An image of Westerlund 1, and the locations of the magnetar and W13, taken with the 2.2 metre telescope at the European Southern Observatory. Image: ESO.

The mystery stems from what happens at the end of a starŐs life. As it runs out of its nuclear fuel, gravity causes the core of a star to collapse underneath its own weight. In the case of a Sun-like star, the core collapses into a dense white dwarf, while the outer layers are gently blown away to form a planetary nebula. For stars with masses between 10 and 25 times the mass of the Sun, which explode as a supernova, the gravitational collapse crushes individual protons and electrons together, merging them to form a core of neutrons – a neutron star. In the supernovae of stars greater than 25 solar masses, the mass of the core is so great that gravity crushes the core to practically infinite density: a black hole.

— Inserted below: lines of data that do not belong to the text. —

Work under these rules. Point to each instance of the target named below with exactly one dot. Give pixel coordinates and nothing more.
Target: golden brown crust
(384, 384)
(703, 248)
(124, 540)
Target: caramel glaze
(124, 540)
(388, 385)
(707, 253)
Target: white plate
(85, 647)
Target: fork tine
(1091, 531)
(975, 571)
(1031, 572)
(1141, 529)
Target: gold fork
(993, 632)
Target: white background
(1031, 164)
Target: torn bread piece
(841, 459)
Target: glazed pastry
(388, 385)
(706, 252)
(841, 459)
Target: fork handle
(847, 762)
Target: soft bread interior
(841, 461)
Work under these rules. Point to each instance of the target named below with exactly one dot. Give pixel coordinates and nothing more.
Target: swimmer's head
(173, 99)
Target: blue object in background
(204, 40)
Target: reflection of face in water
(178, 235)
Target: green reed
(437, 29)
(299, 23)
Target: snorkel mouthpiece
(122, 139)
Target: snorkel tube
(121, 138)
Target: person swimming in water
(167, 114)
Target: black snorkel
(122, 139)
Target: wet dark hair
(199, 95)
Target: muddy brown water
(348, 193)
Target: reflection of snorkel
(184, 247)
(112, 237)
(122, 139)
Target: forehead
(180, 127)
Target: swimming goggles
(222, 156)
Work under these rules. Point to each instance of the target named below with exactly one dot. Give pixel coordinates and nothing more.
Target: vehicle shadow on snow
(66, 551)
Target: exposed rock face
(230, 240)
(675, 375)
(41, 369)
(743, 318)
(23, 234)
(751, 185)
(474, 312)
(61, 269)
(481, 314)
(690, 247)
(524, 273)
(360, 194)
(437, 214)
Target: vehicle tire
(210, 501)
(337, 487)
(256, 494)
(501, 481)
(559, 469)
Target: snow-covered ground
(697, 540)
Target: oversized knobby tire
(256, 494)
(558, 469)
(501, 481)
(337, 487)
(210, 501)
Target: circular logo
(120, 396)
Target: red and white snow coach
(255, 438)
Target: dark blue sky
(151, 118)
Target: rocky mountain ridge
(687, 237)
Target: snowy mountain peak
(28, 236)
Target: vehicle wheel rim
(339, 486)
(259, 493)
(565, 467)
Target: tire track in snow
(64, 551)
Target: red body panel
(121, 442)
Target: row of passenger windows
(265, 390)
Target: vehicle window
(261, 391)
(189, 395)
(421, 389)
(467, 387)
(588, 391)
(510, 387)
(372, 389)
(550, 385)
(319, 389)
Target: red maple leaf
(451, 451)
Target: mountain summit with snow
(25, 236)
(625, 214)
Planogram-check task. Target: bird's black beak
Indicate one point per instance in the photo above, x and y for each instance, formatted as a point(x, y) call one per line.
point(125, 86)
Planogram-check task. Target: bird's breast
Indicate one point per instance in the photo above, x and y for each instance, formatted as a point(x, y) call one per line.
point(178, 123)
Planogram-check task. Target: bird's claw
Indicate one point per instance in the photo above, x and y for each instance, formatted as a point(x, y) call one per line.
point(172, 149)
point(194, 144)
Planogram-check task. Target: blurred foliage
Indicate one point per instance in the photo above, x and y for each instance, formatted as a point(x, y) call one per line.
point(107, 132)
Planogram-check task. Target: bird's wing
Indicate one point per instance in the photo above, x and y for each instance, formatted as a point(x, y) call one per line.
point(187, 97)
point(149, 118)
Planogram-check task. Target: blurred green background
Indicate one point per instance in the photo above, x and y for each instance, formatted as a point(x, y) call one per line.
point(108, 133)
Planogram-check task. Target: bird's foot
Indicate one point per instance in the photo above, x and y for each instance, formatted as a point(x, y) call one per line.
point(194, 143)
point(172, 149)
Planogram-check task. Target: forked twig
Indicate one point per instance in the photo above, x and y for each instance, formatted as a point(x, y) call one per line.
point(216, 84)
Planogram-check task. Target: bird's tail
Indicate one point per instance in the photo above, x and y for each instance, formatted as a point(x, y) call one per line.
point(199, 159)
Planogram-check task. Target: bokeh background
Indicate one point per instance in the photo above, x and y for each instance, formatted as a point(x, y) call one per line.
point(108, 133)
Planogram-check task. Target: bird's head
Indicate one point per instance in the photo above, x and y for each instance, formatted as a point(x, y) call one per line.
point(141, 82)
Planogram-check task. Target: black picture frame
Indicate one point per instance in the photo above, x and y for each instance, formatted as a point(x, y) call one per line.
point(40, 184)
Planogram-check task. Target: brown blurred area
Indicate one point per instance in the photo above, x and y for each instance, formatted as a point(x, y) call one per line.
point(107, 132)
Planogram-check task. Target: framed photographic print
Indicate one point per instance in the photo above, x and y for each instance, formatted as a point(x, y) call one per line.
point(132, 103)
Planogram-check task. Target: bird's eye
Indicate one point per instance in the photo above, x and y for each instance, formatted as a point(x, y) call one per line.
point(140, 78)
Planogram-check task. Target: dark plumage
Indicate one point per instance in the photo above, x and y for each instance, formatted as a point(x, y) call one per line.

Using the FLAMES (Fibre Large Array Multi Element Spectrograph) instrument on the giant VLT at the European Southern Observatory in Chile, a team led by Simon Clark and Ben Ritchie of the Open University took a careful look at an extremely magnetic neutron star called a magnetar, one of only thirteen known to exist and which have magnetic fields a thousand trillion times more powerful than Earth’s. Exactly how magnetars form is uncertain, but one favoured theory is that they evolve from massive stars that possess strong magnetic fields that then become ‘frozen’ into the neutron star. They seem to be so rare because their magnetic fields decay to normal neutron star levels after only 10,000 years or so.

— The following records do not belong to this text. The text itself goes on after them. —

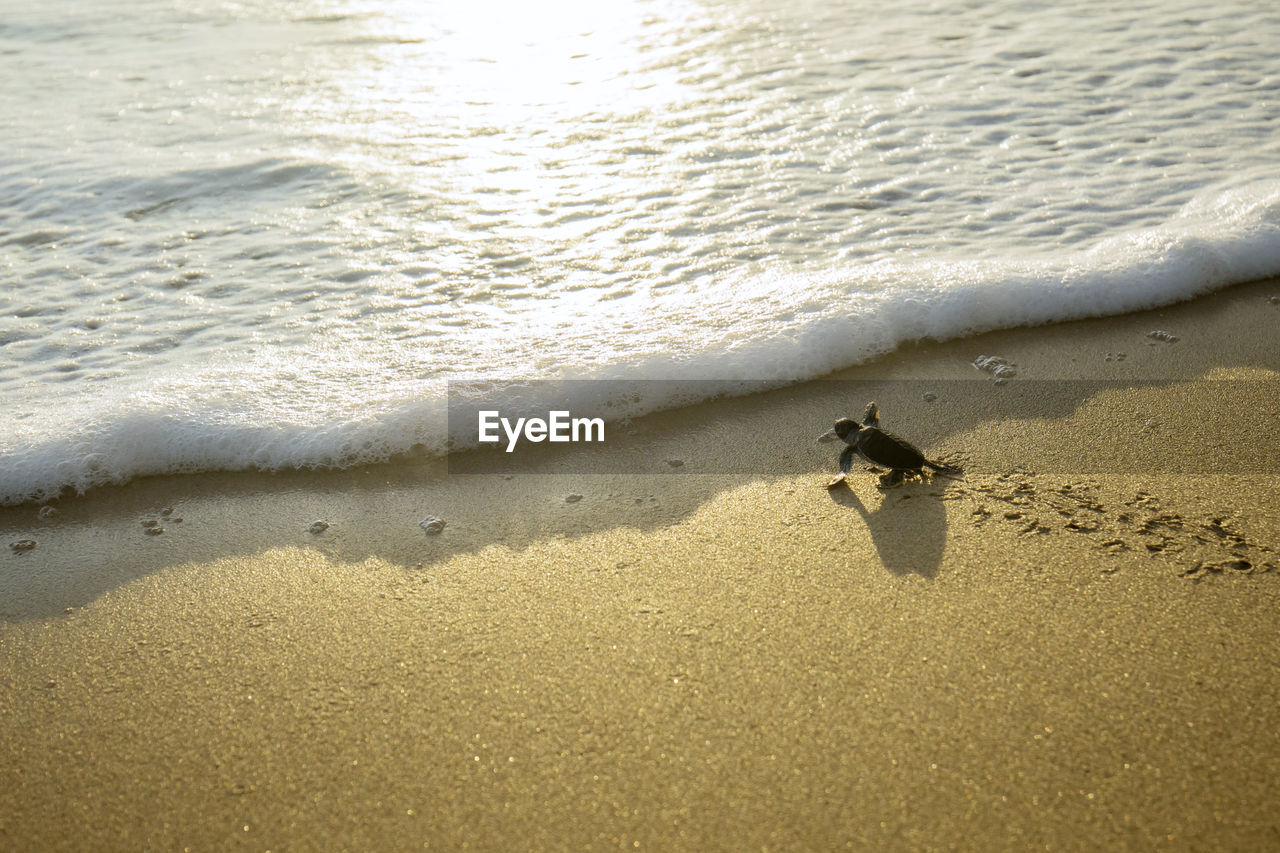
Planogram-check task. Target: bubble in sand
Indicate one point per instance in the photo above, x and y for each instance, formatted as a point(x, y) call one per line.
point(996, 366)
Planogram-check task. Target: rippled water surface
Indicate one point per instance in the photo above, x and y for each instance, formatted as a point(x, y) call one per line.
point(264, 233)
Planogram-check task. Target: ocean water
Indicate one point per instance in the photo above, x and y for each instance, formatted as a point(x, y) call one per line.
point(269, 233)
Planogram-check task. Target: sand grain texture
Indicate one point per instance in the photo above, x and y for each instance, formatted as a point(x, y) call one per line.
point(1073, 647)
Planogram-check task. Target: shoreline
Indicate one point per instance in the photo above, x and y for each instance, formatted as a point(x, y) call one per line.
point(718, 656)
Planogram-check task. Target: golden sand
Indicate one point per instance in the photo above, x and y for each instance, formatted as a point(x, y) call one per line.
point(1074, 646)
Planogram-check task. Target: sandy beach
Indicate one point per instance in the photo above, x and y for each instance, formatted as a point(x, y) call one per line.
point(1074, 646)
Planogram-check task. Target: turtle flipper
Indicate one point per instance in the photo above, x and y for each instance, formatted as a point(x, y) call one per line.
point(891, 479)
point(942, 468)
point(846, 465)
point(846, 460)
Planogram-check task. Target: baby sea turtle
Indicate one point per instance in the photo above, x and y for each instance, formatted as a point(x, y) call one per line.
point(881, 448)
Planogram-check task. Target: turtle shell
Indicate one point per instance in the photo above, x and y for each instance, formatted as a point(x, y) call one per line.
point(888, 450)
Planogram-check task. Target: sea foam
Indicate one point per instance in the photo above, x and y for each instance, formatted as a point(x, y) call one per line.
point(357, 402)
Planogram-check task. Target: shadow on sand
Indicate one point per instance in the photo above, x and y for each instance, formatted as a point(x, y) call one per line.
point(664, 466)
point(909, 527)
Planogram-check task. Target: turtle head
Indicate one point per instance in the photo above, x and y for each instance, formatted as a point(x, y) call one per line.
point(846, 427)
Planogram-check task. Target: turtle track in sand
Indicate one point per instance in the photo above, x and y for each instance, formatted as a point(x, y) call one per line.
point(1203, 546)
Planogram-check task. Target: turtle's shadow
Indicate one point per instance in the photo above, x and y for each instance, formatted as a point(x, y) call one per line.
point(909, 528)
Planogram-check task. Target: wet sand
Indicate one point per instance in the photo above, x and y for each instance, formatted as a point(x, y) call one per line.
point(1074, 646)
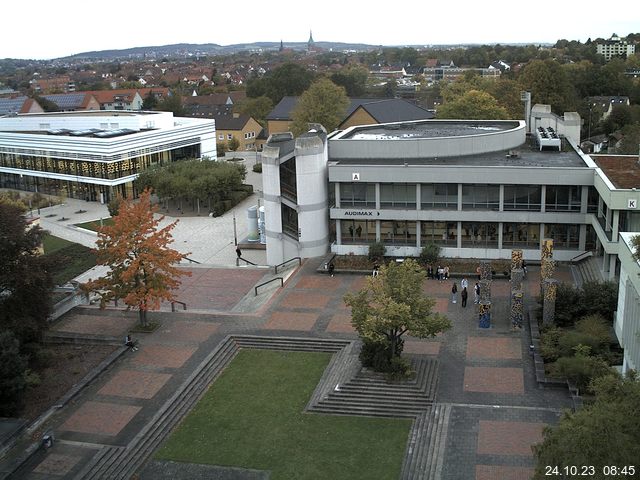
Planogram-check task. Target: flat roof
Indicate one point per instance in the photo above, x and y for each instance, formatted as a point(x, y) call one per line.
point(526, 155)
point(430, 129)
point(622, 170)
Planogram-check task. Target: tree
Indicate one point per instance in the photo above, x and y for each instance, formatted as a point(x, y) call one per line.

An artist’s impression of a magnetar. Image: ESO/ L Calcada.

The extraordinary magnetar studied by Clark and Ritchie’s team has a suitably extraordinary home – the ‘super star cluster’ Westerlund 1, which contains hundreds of very massive stars 16,000 light years away in the Southern Hemisphere constellation of Ara the Altar. It is the closest and most compact super star cluster, with some stars possessing an intrinsic luminosity two million times that of our Sun. More importantly, astronomers have a good idea of how old the cluster is, between 3.5 and five million years old. This puts constraints on the mass of the star that exploded to create the magnetar – the more massive a star is, the shorter its lifetime. For a star to have formed inside the cluster and have exploded within this time frame, it would require a mass of around 40 solar masses – but according to theory a star of this mass should create a black hole, not a magnetar.

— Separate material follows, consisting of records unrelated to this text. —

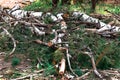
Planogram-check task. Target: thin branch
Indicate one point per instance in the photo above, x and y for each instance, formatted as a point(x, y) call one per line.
point(14, 42)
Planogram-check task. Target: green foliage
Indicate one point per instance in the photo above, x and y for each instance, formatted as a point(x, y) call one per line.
point(78, 39)
point(15, 61)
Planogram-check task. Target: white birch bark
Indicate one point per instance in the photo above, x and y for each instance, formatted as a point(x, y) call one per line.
point(103, 26)
point(17, 13)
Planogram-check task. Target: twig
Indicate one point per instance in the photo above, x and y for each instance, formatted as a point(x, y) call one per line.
point(68, 59)
point(84, 75)
point(29, 76)
point(14, 42)
point(62, 67)
point(90, 54)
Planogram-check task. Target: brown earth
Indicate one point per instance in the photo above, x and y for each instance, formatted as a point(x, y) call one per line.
point(12, 3)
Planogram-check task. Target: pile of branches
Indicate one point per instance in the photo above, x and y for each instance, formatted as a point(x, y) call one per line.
point(35, 22)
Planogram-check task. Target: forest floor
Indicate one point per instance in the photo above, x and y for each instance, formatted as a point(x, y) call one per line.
point(24, 68)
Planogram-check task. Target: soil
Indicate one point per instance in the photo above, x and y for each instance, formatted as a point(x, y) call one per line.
point(12, 3)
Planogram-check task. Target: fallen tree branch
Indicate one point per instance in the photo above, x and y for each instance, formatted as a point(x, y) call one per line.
point(68, 59)
point(83, 76)
point(90, 54)
point(29, 76)
point(14, 42)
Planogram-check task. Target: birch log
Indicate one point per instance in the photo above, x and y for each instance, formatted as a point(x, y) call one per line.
point(102, 26)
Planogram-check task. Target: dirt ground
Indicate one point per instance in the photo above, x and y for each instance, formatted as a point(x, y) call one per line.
point(12, 3)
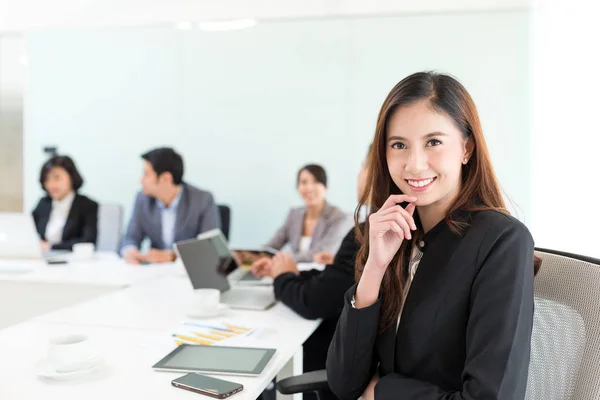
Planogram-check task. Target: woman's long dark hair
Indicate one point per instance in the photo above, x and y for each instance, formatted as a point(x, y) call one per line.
point(479, 188)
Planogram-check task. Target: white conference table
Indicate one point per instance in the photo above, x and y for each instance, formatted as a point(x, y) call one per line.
point(132, 323)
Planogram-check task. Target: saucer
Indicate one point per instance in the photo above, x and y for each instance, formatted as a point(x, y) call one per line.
point(221, 308)
point(45, 370)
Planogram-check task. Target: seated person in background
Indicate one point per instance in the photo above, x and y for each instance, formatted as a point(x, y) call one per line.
point(166, 210)
point(316, 294)
point(63, 217)
point(314, 228)
point(325, 257)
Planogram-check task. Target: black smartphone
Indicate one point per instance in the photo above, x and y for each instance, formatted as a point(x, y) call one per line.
point(207, 385)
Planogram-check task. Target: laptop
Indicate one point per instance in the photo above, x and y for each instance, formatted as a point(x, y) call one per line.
point(240, 275)
point(209, 261)
point(19, 239)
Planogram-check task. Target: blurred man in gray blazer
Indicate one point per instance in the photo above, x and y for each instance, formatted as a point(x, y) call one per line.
point(167, 210)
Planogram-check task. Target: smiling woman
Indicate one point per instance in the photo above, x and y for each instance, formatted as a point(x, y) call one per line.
point(318, 226)
point(442, 265)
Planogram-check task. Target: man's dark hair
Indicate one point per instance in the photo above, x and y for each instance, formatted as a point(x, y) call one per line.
point(165, 159)
point(315, 170)
point(68, 165)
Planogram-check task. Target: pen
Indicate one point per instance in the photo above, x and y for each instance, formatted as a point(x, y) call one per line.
point(210, 337)
point(208, 326)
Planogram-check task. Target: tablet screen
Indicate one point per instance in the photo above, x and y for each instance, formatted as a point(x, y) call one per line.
point(227, 360)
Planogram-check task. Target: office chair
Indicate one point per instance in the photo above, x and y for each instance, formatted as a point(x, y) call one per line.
point(110, 218)
point(225, 213)
point(565, 345)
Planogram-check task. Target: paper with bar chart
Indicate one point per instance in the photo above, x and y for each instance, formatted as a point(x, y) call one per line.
point(193, 332)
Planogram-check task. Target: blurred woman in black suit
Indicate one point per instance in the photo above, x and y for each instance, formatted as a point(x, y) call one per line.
point(63, 217)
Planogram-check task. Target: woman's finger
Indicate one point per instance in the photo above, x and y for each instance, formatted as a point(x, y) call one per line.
point(382, 224)
point(405, 214)
point(397, 198)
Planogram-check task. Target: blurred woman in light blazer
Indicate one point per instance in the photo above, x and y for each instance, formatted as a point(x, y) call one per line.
point(315, 228)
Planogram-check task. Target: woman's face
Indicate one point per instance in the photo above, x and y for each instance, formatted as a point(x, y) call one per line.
point(311, 190)
point(58, 183)
point(425, 152)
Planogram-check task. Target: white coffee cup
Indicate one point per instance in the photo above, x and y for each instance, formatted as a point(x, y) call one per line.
point(71, 353)
point(206, 301)
point(83, 251)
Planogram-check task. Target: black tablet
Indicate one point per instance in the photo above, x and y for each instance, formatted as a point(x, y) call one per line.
point(216, 360)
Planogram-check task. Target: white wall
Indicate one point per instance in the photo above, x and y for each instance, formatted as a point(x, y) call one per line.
point(12, 84)
point(35, 14)
point(248, 108)
point(566, 130)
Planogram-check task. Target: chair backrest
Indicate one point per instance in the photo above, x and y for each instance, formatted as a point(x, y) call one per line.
point(225, 213)
point(565, 347)
point(110, 218)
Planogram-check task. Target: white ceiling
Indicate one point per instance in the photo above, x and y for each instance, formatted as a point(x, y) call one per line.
point(22, 15)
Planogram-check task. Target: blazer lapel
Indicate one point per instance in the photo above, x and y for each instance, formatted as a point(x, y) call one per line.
point(386, 349)
point(430, 279)
point(296, 228)
point(320, 226)
point(44, 217)
point(182, 214)
point(70, 223)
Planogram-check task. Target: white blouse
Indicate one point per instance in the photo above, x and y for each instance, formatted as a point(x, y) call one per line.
point(58, 218)
point(304, 245)
point(415, 259)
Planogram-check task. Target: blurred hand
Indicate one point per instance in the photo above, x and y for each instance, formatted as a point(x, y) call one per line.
point(388, 227)
point(45, 246)
point(132, 256)
point(158, 256)
point(262, 267)
point(323, 257)
point(283, 263)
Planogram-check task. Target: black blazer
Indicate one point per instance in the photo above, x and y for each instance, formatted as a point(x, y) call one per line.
point(465, 330)
point(81, 225)
point(320, 294)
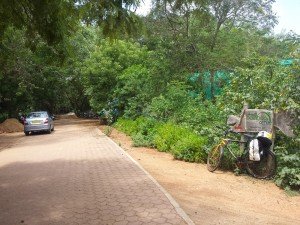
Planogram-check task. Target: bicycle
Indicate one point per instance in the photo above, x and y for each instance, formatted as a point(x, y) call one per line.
point(265, 168)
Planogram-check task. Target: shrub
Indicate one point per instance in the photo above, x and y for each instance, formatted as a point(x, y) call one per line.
point(190, 148)
point(167, 135)
point(127, 126)
point(288, 172)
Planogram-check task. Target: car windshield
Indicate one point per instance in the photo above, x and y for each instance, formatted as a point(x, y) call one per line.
point(37, 115)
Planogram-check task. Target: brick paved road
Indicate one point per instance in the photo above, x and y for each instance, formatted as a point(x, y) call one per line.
point(76, 175)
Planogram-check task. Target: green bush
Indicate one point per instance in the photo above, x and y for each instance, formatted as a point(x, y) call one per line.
point(127, 126)
point(190, 148)
point(167, 135)
point(288, 171)
point(3, 117)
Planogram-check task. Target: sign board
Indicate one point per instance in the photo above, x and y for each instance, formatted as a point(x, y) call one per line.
point(255, 120)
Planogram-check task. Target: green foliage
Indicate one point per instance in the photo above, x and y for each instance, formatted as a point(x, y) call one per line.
point(190, 148)
point(180, 141)
point(288, 173)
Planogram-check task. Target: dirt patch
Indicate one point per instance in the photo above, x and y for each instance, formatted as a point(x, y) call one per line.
point(11, 126)
point(69, 115)
point(215, 198)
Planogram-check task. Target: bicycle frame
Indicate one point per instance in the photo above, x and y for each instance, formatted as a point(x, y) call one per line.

To double check, Clark’s team measured the masses of the two stars in the eclipsing binary system W13, which is also located in Westerlund 1, and found that they are of 21 and 33 solar masses respectively. “Because the life-span of a star is directly linked to its mass – the heavier a star, the shorter its life – if we can measure the mass of any surviving stars, we know for sure that the shorter-lived star that became the magnetar must have been even more massive,” says Clark.

The question becomes, why did such a massive star form a magnetar and not a black hole? Clark thinks that it is related to the fact that the progenitor star may have existed in a binary star system before it exploded. As a massive star evolves it expands and begins to throw off mass as it becomes unstable, and in binary systems such as W13 this usually results in stellar mass being transferred from one star to another. However, in the case of the star that bequeathed the magnetar, its outer envelope may have swelled to the point that it totally engulfed its companion. “If this was the case then drag forces on both stars caused them to spiral inwards,” Clark tells Astronomy Now. This would have caused angular momentum to decrease, and the energy be transferred to the envelope of matter around them, causing it to be ejected. In this way, it is possible that the progenitor star lost enough mass that when it did go supernova, it had shrunk down below the 25 solar mass limit. The force of the supernova would also have ejected the companion star from, the system, leaving the magnetar alone.